MARQUETTE, Mich. (WJMN) – In the year since the Coronavirus showed up in Michigan, we’ve seen many changes that have affected our lives. One of the most challenging changes, how we say goodbye.
Jeremy S. Hansen is the Funeral Director and Owner of Fassbender Swanson Hansen Funeral & Cremation Services. He has spent 27 years working in the funeral industry. An aspiration he’s had since high school.
He says his funeral homes have had to make adjustments. The current COVID-19 restriction for Michigan funerals is no more than 25 people. “It’s very difficult for people to be able to have that time to celebrate one’s life and memorialize one’s life with the community townspeople just based upon the restrictions that we have right now.” Hansen said.
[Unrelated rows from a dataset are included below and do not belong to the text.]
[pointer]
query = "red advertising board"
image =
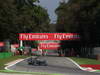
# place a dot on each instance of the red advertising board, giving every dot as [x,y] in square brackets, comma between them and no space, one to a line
[50,46]
[16,45]
[48,36]
[1,44]
[33,49]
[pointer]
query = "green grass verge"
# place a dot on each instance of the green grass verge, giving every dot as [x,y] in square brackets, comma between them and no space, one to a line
[85,60]
[32,73]
[9,59]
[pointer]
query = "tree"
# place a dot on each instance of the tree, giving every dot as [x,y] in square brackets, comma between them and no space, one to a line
[21,16]
[81,16]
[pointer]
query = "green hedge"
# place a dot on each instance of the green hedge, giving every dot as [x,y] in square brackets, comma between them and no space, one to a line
[5,55]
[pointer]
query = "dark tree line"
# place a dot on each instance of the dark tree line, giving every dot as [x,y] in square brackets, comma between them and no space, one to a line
[21,16]
[80,16]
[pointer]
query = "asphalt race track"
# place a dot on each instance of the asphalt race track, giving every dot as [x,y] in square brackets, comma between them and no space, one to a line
[57,65]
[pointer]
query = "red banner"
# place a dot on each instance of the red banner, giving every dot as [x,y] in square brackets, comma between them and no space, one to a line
[16,45]
[48,36]
[50,46]
[2,44]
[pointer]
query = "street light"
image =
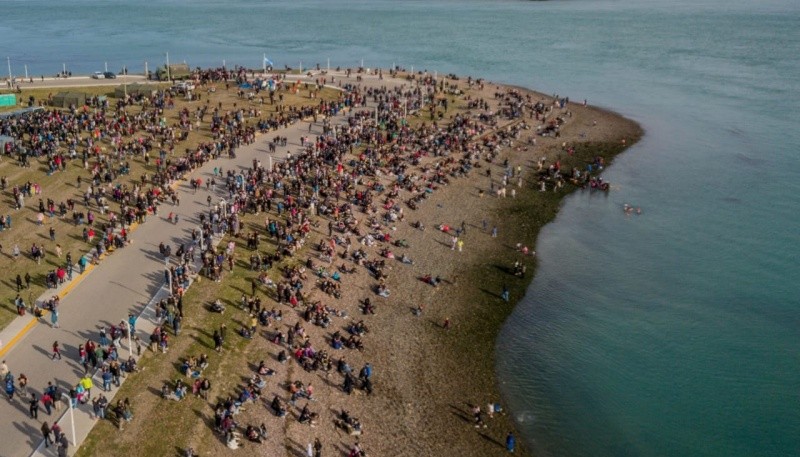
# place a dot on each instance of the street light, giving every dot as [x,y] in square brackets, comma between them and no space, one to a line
[71,417]
[169,281]
[130,348]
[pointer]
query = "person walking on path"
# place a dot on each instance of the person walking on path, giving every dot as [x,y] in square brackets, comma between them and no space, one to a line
[63,446]
[511,442]
[46,433]
[34,406]
[56,351]
[47,401]
[132,323]
[54,316]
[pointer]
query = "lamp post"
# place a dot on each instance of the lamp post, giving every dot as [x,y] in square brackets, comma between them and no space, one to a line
[71,417]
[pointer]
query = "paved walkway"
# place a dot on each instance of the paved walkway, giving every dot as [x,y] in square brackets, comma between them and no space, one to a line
[127,281]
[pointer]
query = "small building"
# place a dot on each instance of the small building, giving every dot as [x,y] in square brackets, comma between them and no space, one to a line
[8,99]
[176,71]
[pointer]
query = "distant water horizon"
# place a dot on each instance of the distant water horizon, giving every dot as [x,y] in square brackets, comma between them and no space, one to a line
[666,334]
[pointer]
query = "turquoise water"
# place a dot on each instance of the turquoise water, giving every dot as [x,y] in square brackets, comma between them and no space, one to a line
[674,333]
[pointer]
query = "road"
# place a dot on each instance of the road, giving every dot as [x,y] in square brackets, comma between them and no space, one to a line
[78,81]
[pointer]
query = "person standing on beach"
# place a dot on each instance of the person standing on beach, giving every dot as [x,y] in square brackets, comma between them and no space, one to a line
[34,406]
[56,351]
[511,442]
[54,316]
[46,433]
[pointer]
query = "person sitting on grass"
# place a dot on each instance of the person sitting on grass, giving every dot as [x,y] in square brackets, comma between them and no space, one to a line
[278,407]
[253,434]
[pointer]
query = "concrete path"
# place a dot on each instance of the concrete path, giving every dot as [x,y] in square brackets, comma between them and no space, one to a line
[129,280]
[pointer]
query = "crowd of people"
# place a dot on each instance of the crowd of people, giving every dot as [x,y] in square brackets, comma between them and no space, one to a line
[359,176]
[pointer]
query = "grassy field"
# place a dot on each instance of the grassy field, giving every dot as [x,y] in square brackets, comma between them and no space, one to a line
[62,185]
[192,416]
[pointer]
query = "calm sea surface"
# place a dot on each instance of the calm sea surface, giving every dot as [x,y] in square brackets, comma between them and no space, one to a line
[674,333]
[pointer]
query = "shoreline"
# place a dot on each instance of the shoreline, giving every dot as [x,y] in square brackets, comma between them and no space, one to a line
[427,375]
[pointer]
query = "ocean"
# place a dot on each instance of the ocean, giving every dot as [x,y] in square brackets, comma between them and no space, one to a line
[671,333]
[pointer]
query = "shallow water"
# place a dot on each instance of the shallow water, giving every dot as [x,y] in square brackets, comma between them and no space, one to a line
[671,333]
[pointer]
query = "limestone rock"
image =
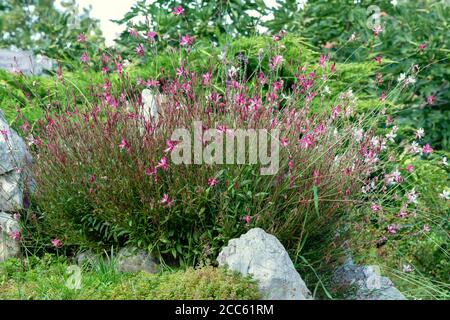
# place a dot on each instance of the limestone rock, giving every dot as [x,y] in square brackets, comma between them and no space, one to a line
[135,260]
[366,281]
[9,247]
[264,257]
[15,168]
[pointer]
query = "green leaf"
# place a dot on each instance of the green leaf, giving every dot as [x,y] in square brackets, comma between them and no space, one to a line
[316,200]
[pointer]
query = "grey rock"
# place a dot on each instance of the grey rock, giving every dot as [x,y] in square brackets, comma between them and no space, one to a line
[263,256]
[134,260]
[15,168]
[366,282]
[9,248]
[85,257]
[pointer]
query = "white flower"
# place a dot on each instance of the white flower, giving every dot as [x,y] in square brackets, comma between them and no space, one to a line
[445,195]
[420,133]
While other businesses have seen restrictions loosen, funeral restrictions have stayed the same.
When asked the Michigan Health Department responded,
“The Michigan Department of Health and Human Services (MDHHS) continues to make decisions that protect public health based on the best available science and data. Michigan has made great progress since the late fall peak, however, community spread of the virus continues across the state, which means that protections such as restrictions on the size of gatherings and consistent masking and social distancing remain necessary to protect frontline workers and Michiganders everywhere from COVID-19. If we all follow these rules, Michigan can return to a strong economy and get back to normal safely as soon as possible. COVID-19 spreads in indoor settings where individuals socialize without masks and, with growing number of cases of the B.1.1.7 variant in Michigan, we continue to proceed cautiously.
Since November we have taken actions that have helped reduce the rate of COVID-19 cases and saved lives. We know that the latest Pause to Save Lives, which was initiated under the Director’s epidemic order, likely saved more than 100,000 Michiganders from contracting this deadly virus and prevented nearly 2,000 deaths, according to a University of Michigan study. MDHHS continues to monitor the data to make decisions on reopening venues or activities as well as expanding capacity in those venues. This includes case counts, percent positivity and hospitalizations.
MDHHS continues to meet with stakeholder groups about capacity limits and other reopening questions and concerns and is willing to meet with those groups affected by the order to consider their input as we make future decisions.”